As many of you know, I had the opportunity to come this weekend to Passion Conference with my church from FBC Tuttle. We are at the halfway mark & so far it is incredible.
We were broken into community groups, and from there family groups. My group was discussing specific ways we needed prayer and in what ways we were struggling to reach our world (our discussion varied a little from the talking point on the screen, I am not exactly sure what that was even).
Personally, I am finding it hard to nave a servant’s heart. Its weird for me honestly because I grew up desiring to serve until there was nothing left to give. Maybe its not so much even that I’m struggling to serve as much as I’m finding it difficult to. I know its not supposed to be awaking in the park, but…

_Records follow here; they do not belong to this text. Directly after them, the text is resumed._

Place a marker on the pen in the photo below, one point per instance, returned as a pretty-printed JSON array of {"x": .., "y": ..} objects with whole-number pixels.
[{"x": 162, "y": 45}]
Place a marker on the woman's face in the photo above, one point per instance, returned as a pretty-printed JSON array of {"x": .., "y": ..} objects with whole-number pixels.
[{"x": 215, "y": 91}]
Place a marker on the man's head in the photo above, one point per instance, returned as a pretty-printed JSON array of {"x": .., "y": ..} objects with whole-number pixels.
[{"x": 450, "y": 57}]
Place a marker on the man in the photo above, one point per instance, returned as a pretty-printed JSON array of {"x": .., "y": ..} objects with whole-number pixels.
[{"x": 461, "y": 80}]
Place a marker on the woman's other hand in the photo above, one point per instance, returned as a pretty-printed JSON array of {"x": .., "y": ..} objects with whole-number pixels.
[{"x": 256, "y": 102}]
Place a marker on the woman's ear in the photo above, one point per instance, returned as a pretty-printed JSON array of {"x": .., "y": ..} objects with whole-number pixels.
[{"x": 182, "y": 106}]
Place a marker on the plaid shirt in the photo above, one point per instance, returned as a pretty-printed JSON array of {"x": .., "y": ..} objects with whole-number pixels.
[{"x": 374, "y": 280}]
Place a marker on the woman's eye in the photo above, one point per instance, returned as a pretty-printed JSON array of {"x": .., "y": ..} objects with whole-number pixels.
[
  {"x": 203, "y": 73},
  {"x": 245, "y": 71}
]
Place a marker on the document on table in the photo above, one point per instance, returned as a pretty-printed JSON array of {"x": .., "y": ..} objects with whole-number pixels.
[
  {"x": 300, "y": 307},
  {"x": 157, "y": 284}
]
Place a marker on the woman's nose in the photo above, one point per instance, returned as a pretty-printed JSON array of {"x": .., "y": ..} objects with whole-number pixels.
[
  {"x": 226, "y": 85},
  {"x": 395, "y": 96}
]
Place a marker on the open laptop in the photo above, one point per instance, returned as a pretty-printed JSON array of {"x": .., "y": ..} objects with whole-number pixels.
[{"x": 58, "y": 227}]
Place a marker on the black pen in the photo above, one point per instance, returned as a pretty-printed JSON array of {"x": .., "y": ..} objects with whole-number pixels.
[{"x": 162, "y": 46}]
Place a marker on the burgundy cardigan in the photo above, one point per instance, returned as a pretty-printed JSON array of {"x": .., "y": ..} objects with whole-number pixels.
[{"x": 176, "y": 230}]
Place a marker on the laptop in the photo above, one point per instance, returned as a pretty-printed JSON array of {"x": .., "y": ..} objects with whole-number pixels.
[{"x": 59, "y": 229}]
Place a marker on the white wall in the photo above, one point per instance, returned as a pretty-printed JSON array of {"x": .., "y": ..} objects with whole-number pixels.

In college it was so easy to serve. Now, its really not. I still have that desire, but faced with the challenges and stress with big kid life and a job and the real world, the passion for the desire has kind of faded. There really should be no excuse though. The only difference is the age I am now getting to serve, and their location. Being out of the safeness of Stillwateris no excuse. There are people serving way out of their comfort zone worldwide, I shy away from it at home, at my job, in my family or with my friends?
So friends, what I’m asking of you today is to pray for me to passionately serve again. I have plenty of opportunities every day.
How/who are you serving? What challenges (or maybe excuses) do you face?